La exministra de Hacienda Rocío Aguilar habló al país con indudable franqueza al describir la crítica condición de las finanzas públicas y los sacrificios necesarios para evitar el despeñadero. Su sincero diagnóstico dio credibilidad a los compromisos asumidos con respaldo del presidente, Carlos Alvarado. La ministra cumplió cuanto fue posible, pero los traspiés de las políticas de reordenamiento en la Caja Costarricense de Seguro Social (CCSS) y, recientemente, en las universidades, son evidentes.
Pese a la bien ganada confianza, hay razones para dudar de la explicación dada por la funcionaria al presentar su renuncia. La Contraloría General de la República recomendó imponerle una sanción de 30 días por la valiente decisión de pagar deuda pública sin autorización legislativa para impedir la caída del país en mora, pero solo el más ingenuo descartará el peso de los acontecimientos anteriores sobre su dimisión.

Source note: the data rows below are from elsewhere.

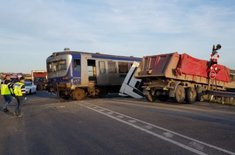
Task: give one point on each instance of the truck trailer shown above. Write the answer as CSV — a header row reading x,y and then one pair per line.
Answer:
x,y
180,76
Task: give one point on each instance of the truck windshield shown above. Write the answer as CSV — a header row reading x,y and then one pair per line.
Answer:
x,y
55,66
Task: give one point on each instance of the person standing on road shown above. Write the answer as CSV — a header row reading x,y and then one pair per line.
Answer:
x,y
19,91
6,92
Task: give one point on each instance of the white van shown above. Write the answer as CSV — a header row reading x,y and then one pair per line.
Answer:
x,y
132,86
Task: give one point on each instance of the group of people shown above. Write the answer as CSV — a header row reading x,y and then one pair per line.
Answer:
x,y
10,89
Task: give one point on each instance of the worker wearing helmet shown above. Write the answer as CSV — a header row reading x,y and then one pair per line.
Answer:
x,y
214,54
6,92
19,91
213,67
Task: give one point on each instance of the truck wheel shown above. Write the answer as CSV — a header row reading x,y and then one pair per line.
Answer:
x,y
79,94
163,97
191,95
150,97
101,92
180,94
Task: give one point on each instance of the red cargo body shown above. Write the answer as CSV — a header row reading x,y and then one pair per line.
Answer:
x,y
180,66
180,76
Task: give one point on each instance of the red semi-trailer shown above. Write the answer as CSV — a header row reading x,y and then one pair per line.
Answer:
x,y
180,76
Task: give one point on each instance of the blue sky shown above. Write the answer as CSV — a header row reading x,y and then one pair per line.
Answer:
x,y
31,30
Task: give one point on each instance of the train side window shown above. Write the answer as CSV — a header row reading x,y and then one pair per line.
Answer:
x,y
123,67
77,65
112,67
102,67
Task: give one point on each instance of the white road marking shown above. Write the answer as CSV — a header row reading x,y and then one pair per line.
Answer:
x,y
180,140
168,134
148,127
132,121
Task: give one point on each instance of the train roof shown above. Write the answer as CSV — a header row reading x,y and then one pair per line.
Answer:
x,y
99,55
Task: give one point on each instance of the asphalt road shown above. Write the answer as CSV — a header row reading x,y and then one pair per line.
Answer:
x,y
116,125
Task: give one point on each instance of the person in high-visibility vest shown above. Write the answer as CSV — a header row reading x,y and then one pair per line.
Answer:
x,y
6,92
19,92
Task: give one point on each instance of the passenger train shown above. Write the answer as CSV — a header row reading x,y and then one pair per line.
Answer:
x,y
74,74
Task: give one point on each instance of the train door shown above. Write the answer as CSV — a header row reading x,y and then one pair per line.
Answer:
x,y
91,68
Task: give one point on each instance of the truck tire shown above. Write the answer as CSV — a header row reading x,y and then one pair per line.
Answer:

La discreción de la exministra, dictada por la lealtad al mandatario y a sus compañeros de gobierno, apenas disimula su creciente disconformidad con negociaciones ejecutadas a sus espaldas. Para más inri, el ministro de la Presidencia, Víctor Morales Mora, proclamó públicamente, ante los diputados, su convicción de que no había necesidad de consultar con ella y su colega de Planificación el acuerdo alcanzado con los sindicatos de la CCSS para consentir la violación de la ley fiscal mientras los tribunales se pronunciaban sobre un pretendido juicio de lesividad.
Según Morales, las preguntas de los diputados sobre la falta de consultas respondían al ánimo “de hacer ver una contradicción y la existencia de conflictos”. Pero las contradicciones y conflictos se hicieron evidentes en más de una oportunidad. La salida de Aguilar, pese a los intentos desplegados a última hora por el mandatario para retenerla, no es ajena a los desacuerdos y a su desafortunado desenlace.
El momento es crítico. El presidente está, de nuevo, obligado a señalar un camino difícil de transitar por algunos copartidarios y miembros del gabinete, o dar un golpe de timón, arriesgando los avances conseguidos con grandes sacrificios y desgaste político. El nombramiento del sustituto de Aguilar enviará una clara señal al respecto. Igualmente esclarecedoras serán las renuncias. Si se dan, delatarán cuál bando siente colmadas sus aspiraciones.
El camino del mandatario ha sido difícil. Lo ha recorrido con valentía la mayor parte del tiempo. En su ánimo reformista, está la posibilidad de construir un legado histórico. Las fuerzas contrarias al cambio están debilitadas. Nunca fueron mayoritarias y también han gastado su capital político. A diferencia del gobierno, carecen de logros que mostrar a cambio. No es hora de ceder en el empeño de transformar a Costa Rica para despejar el camino del progreso.
Un cambio de rumbo, en procura de una tranquilidad ilusoria y cortoplacista, romperá la fértil cooperación con la Asamblea Legislativa, alienará a sectores comprometidos con las reformas promovidas por el gobierno y desgranará el gabinete de unidad nacional ideado por el mandatario para enfrentar, con éxito, la grave situación heredada de su antecesor, cuya administración se dedicó a mantener la calma a cualquier costo y casi arruina al país en el intento.
Costa Rica necesita recuperar la confianza. Sin ella, no habrá reactivación económica. La respuesta al desempleo y otros flagelos sociales no depende de complacer a la burocracia privilegiada, sino de la inversión y el empuje empresarial en toda escala. Ojalá la administración no cese en el empeño desplegado hasta ahora y deje de mandar señales equivocadas. Una decena de diputados y el aplauso de sectores cuyos excesos ya produjeron hartazgo están lejos de constituir una base sólida para construir un legado.